= Arab humor =

Wit and humor in Arab culture

Arab humor refers to the various forms of humor that exist within the Arab world. It is an important aspect of Arab culture and reflects the complexities and nuances of the Arab world. Arab humor is known for being witty, clever, and sarcastic. It often involves wordplay, puns, and irony. One common form of Arab humor is political satire, where political leaders and public figures are ridiculed and criticized through humor. This type of humor can be found in television shows, cartoons, and social media. Arab humor also includes jokes that are based on social norms and traditions. These jokes often poke fun at things that are considered taboo or unconventional. For example, jokes about gender roles, and family dynamics are common.

==History==
Arab humor has a long history, dating back to ancient times. Arab literature, particularly poetry, is known for its use of humor. In the pre-Islamic era, poets used humor to criticize and satirize their rulers and the society in which they lived. This tradition continued into the Islamic era, with the famous Arab poet, Al-Mutanabbi, being known for his use of satire and irony.

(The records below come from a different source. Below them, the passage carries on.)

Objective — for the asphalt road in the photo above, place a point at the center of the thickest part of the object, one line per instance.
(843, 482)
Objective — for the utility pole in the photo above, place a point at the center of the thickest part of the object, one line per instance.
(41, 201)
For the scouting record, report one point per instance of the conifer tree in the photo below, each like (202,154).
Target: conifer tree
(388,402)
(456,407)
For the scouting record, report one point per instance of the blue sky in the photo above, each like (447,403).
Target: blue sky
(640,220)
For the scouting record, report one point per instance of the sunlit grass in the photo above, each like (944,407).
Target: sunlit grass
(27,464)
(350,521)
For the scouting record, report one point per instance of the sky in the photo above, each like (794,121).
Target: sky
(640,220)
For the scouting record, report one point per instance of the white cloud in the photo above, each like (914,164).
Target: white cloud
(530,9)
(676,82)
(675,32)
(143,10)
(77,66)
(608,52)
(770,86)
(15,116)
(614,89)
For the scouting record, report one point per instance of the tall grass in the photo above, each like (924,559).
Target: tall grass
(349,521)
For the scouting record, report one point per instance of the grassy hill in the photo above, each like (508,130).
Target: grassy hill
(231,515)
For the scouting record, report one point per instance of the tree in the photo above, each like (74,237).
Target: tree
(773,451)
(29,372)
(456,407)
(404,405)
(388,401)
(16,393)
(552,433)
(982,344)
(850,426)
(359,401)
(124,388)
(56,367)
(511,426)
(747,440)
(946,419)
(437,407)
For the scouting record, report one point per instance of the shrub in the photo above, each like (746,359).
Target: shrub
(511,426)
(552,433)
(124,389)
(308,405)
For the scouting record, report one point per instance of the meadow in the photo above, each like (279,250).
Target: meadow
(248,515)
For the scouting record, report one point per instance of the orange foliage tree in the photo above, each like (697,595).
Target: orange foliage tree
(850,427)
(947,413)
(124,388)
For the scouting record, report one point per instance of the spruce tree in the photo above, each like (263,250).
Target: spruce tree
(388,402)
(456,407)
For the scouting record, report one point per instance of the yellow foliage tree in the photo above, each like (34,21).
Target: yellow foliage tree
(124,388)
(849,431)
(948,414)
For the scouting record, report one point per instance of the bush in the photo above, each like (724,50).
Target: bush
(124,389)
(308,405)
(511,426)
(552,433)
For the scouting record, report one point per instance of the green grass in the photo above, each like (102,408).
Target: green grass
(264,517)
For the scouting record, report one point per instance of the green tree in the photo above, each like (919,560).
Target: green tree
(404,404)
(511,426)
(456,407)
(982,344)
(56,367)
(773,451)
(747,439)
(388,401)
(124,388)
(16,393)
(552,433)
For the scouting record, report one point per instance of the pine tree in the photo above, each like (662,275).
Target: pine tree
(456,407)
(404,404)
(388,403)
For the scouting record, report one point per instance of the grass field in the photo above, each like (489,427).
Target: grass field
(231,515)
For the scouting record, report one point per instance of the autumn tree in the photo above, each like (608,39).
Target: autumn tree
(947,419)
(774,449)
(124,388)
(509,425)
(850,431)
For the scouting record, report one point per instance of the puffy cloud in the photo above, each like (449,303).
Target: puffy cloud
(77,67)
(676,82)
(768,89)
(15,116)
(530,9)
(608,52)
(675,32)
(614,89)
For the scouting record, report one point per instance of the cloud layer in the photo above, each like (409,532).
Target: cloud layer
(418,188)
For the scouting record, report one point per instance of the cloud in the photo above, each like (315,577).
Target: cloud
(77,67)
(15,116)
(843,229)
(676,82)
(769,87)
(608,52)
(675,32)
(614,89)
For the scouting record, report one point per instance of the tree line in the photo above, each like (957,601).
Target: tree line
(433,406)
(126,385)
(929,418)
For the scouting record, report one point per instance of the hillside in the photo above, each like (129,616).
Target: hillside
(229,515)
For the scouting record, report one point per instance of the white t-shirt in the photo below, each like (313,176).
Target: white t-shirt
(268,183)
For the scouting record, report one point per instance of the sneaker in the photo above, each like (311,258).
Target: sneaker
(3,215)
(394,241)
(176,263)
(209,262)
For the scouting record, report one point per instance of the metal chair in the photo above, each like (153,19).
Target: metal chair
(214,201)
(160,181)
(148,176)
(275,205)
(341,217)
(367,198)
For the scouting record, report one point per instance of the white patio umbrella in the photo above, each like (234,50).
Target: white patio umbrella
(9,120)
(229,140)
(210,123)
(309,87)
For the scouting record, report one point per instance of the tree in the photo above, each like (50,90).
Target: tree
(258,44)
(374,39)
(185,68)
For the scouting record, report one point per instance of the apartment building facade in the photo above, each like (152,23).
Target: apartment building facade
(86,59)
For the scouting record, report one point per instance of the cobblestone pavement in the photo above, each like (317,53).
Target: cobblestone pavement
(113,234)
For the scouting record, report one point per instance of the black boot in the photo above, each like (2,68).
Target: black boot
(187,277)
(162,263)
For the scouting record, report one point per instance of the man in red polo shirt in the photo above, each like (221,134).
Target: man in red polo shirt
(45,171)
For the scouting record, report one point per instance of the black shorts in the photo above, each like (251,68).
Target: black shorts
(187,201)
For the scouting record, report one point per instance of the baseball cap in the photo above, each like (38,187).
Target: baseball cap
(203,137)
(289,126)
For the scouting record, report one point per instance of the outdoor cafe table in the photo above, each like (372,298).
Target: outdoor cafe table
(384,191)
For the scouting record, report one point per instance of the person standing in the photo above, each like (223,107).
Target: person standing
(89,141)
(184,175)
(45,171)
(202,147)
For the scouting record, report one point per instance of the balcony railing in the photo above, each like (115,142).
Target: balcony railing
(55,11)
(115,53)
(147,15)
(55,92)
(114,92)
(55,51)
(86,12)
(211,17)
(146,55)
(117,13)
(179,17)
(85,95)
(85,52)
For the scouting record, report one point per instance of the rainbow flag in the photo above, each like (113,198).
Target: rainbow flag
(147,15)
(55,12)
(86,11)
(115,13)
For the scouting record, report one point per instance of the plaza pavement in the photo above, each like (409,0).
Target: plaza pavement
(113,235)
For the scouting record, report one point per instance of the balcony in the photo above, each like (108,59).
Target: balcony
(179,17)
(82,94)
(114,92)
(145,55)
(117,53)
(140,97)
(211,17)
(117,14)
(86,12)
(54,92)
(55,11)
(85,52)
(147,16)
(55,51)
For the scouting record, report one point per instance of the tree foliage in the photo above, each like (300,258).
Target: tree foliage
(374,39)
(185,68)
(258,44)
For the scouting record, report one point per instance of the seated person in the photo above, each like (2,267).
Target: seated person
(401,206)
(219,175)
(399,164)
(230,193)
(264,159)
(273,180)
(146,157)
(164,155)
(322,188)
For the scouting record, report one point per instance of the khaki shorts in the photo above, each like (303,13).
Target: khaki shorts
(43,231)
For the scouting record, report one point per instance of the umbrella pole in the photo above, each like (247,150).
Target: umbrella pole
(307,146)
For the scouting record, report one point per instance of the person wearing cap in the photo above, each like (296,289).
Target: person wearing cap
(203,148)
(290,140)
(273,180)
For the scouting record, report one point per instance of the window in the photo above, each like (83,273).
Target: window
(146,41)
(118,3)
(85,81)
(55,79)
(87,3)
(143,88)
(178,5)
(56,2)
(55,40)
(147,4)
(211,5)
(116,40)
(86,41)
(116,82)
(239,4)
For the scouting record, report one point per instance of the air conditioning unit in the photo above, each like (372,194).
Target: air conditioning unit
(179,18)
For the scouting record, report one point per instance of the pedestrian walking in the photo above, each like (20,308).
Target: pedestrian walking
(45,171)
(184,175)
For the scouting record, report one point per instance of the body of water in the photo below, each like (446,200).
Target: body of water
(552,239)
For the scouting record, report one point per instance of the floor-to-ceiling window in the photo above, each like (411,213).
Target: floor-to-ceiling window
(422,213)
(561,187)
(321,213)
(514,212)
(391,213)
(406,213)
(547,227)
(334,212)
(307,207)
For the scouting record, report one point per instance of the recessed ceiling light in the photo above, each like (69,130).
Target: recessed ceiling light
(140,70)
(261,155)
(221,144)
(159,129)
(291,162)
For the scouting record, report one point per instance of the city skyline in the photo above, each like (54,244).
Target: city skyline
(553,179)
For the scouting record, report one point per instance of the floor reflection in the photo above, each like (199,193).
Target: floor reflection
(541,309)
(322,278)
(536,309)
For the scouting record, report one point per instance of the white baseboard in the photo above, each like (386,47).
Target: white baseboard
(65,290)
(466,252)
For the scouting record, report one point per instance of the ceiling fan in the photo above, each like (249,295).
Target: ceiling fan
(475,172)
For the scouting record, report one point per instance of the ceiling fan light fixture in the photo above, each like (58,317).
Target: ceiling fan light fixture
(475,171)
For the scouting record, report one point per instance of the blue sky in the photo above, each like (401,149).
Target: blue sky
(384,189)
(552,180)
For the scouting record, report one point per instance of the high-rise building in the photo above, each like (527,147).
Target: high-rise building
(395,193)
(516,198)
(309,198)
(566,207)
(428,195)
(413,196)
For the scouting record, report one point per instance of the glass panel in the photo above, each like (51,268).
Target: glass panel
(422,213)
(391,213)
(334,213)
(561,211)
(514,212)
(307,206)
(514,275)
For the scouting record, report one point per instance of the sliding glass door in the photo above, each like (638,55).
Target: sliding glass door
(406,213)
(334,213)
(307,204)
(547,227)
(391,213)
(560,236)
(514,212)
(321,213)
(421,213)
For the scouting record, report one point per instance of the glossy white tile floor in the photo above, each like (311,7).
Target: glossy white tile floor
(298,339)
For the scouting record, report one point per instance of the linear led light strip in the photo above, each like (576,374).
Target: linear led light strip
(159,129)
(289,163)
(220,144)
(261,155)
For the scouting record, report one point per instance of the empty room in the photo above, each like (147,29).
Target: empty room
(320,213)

In modern times, Arab humor has been shaped by political and social events. The Arab Spring, for example, inspired a wave of political satire and humor across the Arab world. In countries like Egypt and Tunisia, satirical television shows and social media accounts emerged, using humor to criticize their governments and leaders.

Despite its popularity, Arab humor can be controversial. In some cases, jokes and satire have led to arrests and even imprisonment. In countries like Saudi Arabia and the United Arab Emirates, authorities have cracked down on comedians and satirists who criticize the government or social norms.